Keywords: high-barrier packaging, hydrophobic coating, carbon quantum dot, morphology, polyvinyl alcohol
1. Introduction
The increased use of polymeric products, especially in packaging, highlights the urgent need to develop biodegradable polymer films to reduce the environmental impact [1]. Among various biodegradable polymers, polyvinyl alcohol (PVA) has attracted considerable attention for packaging applications because of its high transparency and oxygen barrier properties [2,3,4,5,6]. However, the intrinsically hydrophilic properties of PVA caused by the hydroxyl groups in repeating units result in low oxygen barrier properties under high-humidity conditions and water vulnerability, substantially limiting its practical application in the packaging of water-based products [7,8,9]. Researchers have explored strategies, such as chemical and physical crosslinking reactions, to overcome these limitations [8,9,10,11]. However, the hydrophilicity of PVA is not completely modified by the crosslinking reaction, and the crosslinked PVA still exhibits low water resistance. Therefore, the introduction of hydrophobic coating materials such as tetraethyl orthosilicate (TEOS) and hexadecyltrimethoxysilane (HDTMS) on the top layer of PVA can help maintain its properties under high-humidity conditions.

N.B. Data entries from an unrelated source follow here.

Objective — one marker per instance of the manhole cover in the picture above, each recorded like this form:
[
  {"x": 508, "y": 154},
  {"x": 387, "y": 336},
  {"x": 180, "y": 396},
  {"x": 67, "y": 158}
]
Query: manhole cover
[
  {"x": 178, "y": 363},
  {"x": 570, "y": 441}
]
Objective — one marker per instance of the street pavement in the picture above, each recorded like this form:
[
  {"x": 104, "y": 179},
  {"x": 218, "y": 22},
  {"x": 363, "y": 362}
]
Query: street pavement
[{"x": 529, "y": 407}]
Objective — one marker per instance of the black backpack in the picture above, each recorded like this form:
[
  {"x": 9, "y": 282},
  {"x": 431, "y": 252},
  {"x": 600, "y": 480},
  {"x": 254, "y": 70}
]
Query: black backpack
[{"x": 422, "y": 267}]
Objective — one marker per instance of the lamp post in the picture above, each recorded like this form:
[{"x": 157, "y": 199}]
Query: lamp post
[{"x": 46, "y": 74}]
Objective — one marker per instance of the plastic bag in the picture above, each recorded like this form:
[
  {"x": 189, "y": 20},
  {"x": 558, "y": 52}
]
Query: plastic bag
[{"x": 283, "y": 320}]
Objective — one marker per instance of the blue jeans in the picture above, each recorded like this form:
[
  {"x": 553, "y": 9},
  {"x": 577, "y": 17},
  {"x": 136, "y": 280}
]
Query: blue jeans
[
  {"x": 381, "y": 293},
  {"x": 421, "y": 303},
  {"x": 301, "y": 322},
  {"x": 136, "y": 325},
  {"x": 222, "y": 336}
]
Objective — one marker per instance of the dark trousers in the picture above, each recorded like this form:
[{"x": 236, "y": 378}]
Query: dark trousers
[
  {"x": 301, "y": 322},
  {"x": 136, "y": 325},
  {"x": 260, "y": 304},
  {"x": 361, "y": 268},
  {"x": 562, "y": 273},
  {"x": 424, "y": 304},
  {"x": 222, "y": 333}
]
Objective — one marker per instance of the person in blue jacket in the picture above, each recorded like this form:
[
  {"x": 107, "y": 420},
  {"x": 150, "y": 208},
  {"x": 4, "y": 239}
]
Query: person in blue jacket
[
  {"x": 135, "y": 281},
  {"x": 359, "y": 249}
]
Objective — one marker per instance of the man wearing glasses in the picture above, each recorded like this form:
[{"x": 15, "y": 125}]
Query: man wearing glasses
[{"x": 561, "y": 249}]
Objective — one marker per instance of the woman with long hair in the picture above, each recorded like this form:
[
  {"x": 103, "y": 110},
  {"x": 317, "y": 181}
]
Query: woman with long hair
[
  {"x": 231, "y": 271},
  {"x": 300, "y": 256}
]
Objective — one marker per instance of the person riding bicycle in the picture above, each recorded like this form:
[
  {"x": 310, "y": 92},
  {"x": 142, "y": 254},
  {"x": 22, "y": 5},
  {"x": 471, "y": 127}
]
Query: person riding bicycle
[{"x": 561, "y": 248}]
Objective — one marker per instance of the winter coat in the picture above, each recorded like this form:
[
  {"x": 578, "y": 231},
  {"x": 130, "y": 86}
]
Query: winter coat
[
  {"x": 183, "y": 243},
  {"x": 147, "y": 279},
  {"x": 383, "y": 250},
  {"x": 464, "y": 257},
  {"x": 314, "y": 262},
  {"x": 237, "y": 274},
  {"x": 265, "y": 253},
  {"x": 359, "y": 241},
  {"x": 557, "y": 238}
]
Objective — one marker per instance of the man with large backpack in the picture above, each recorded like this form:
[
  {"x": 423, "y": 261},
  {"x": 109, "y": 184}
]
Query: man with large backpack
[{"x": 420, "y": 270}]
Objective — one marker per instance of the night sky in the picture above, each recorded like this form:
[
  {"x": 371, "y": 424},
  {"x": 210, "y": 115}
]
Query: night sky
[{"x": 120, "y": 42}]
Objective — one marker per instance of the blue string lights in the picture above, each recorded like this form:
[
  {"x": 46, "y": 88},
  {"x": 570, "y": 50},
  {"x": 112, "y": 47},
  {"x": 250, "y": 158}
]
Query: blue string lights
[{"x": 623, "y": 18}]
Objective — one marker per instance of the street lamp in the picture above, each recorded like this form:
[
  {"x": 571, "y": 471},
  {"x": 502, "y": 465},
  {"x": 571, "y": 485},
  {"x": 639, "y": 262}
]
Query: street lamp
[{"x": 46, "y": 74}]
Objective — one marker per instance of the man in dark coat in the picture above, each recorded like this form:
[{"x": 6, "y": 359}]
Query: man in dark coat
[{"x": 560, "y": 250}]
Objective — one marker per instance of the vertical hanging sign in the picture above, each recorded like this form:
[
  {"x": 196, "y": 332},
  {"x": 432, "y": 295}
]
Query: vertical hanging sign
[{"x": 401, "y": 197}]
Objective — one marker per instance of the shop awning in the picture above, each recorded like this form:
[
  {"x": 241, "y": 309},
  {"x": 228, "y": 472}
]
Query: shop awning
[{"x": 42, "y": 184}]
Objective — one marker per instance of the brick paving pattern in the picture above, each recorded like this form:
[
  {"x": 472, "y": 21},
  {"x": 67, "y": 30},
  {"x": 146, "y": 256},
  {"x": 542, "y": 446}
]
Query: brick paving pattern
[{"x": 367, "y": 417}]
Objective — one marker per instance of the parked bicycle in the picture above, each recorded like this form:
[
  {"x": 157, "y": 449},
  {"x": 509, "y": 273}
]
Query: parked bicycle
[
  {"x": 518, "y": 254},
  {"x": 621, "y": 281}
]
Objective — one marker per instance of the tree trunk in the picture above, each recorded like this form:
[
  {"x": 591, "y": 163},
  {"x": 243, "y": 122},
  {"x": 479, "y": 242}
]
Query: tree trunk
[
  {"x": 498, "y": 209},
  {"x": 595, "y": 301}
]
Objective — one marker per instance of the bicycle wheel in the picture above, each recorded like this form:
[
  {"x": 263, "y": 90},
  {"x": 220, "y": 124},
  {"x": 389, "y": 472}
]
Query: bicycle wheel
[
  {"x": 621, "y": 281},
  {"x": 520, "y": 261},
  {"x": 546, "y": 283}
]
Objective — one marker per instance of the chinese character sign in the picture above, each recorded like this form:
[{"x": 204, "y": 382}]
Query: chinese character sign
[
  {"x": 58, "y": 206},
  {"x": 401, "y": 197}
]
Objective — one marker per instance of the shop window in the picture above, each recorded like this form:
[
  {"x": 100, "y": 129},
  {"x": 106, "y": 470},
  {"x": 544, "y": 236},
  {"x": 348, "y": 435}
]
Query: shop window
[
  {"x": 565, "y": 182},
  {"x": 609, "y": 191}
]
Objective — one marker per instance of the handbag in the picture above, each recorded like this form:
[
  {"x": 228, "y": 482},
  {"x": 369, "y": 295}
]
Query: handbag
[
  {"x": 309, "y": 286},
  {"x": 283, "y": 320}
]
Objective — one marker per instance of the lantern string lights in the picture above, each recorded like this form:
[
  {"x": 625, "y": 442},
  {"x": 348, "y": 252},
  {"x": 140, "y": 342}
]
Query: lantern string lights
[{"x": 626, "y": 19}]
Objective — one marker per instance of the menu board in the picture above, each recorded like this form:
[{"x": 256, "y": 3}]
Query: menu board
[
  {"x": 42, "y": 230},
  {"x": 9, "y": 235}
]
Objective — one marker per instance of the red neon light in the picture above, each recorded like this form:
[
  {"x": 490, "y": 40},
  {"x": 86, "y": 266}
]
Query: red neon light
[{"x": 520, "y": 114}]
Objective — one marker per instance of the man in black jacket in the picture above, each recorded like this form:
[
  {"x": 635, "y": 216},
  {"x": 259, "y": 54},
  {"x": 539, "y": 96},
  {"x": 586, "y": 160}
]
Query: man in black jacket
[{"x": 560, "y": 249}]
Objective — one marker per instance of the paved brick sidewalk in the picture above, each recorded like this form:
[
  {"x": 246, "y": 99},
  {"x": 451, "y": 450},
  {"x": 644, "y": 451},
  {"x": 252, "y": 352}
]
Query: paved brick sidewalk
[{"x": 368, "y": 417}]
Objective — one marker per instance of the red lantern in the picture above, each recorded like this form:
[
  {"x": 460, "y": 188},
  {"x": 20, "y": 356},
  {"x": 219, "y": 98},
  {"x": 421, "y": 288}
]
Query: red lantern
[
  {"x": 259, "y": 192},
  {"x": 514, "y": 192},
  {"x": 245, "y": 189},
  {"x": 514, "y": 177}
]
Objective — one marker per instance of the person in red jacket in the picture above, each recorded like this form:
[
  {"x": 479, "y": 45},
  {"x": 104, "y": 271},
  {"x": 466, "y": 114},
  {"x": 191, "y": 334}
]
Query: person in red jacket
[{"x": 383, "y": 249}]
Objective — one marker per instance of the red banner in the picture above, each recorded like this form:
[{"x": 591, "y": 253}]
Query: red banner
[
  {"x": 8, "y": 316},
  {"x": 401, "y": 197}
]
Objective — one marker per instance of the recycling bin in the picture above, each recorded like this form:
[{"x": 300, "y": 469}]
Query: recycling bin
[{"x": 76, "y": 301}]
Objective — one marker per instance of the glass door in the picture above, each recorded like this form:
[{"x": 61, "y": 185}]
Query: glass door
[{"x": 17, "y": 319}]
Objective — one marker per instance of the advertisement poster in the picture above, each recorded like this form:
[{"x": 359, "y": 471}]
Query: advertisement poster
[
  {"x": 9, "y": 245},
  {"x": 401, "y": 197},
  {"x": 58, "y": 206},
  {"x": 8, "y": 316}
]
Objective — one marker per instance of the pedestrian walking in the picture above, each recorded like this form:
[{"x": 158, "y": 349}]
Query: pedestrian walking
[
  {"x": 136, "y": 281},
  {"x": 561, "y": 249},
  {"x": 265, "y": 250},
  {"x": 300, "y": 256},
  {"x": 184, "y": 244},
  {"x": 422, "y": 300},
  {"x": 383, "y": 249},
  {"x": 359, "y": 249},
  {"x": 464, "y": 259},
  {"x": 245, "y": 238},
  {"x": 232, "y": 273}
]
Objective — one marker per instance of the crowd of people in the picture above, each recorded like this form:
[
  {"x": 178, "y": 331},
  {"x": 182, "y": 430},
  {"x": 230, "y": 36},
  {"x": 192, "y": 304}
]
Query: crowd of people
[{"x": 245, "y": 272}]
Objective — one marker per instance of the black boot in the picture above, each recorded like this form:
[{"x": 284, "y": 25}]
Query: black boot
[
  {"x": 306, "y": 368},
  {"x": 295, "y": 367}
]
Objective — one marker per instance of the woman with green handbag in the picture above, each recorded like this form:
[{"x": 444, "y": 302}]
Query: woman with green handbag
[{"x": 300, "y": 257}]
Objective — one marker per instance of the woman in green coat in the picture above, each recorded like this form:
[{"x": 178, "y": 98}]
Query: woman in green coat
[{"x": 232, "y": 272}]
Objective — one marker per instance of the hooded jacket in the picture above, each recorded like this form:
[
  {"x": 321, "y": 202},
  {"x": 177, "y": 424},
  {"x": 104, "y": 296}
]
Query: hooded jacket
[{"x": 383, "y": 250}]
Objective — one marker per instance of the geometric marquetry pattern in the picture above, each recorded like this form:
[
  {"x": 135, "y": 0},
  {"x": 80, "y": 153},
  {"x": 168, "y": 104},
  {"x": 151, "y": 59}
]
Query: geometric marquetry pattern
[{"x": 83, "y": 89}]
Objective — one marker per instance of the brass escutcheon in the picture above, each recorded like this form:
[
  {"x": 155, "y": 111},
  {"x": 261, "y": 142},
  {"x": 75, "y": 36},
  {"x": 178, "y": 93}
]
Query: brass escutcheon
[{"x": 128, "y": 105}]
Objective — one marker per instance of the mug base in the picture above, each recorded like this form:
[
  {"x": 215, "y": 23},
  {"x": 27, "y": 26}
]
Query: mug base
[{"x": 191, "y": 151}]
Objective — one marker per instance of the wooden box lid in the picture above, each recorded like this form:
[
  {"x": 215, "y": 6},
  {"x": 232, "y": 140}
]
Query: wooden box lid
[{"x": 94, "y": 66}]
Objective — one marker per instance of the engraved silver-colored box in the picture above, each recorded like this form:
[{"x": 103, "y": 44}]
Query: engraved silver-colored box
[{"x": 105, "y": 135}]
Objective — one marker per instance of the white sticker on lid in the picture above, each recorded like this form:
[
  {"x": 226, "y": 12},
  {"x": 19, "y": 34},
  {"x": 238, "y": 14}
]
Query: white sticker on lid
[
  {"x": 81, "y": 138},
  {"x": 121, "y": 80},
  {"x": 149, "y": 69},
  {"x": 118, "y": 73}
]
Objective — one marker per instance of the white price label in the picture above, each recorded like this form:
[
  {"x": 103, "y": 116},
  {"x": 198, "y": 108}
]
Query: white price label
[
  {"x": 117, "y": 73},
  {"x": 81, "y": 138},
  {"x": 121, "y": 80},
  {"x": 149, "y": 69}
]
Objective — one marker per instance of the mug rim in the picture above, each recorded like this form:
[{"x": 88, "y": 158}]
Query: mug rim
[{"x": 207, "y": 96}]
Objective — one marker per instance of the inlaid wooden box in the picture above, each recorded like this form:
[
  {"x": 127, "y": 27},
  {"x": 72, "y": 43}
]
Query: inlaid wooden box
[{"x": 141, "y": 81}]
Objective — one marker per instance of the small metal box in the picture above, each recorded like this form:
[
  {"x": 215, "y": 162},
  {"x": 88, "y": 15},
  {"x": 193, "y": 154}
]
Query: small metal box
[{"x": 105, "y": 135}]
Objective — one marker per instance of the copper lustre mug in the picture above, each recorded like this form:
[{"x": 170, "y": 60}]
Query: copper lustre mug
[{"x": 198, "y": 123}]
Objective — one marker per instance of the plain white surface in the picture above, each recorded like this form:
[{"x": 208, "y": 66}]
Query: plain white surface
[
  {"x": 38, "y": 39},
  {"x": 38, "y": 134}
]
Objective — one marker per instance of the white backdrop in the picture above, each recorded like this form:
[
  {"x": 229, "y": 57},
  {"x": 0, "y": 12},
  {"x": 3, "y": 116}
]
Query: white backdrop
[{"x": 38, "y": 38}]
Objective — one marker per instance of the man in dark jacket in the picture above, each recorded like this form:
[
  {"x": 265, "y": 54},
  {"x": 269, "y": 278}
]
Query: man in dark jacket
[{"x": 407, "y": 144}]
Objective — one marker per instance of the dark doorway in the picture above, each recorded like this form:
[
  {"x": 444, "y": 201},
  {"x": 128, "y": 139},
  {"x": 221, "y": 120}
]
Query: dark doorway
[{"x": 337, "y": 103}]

Spray coating is commonly used for multilayered films because of the ease of thickness control and its ability to coat large surfaces [12]. However, hydrophobic coating materials can aggregate because of the low dispersibility of the TEOS/HDTMS coating suspension and the weak interaction of the coating with hydrophilic substrates during the spray coating process [13]. While increased surface roughness due to aggregation can enhance hydrophobicity, it can also detract from the superior appearance qualities of PVA and hinder the homogeneous surface characteristics desired in packaging materials [14]. High dispersibility in the hydrophobic coating suspension can ensure uniform coating. Therefore, it is essential to consider the interactions among the components of the coating suspension. The sizes of the components in the coating suspension can influence various properties [15], thereby affecting the dispersion of the coating suspension. In addition to the surface chemistry, physical properties such as particle size also affect dispersibility [16]. The effect of particle size on dispersibility is a topic of research in many industries, such as technology, food, and medicine. Liu et al. found that plant-based protein particles in an ice cream showed higher dispersibility with smaller sizes, with particles smaller than 1 μm exhibiting the highest dispersibility and 145 μm particles the lowest [15]. Xu et al. reported that smaller antimony nanoparticles exhibited a slower sedimentation velocity and improved lubricant dispersion stability [17]. These examples illustrate the relationship between particle size and dispersibility.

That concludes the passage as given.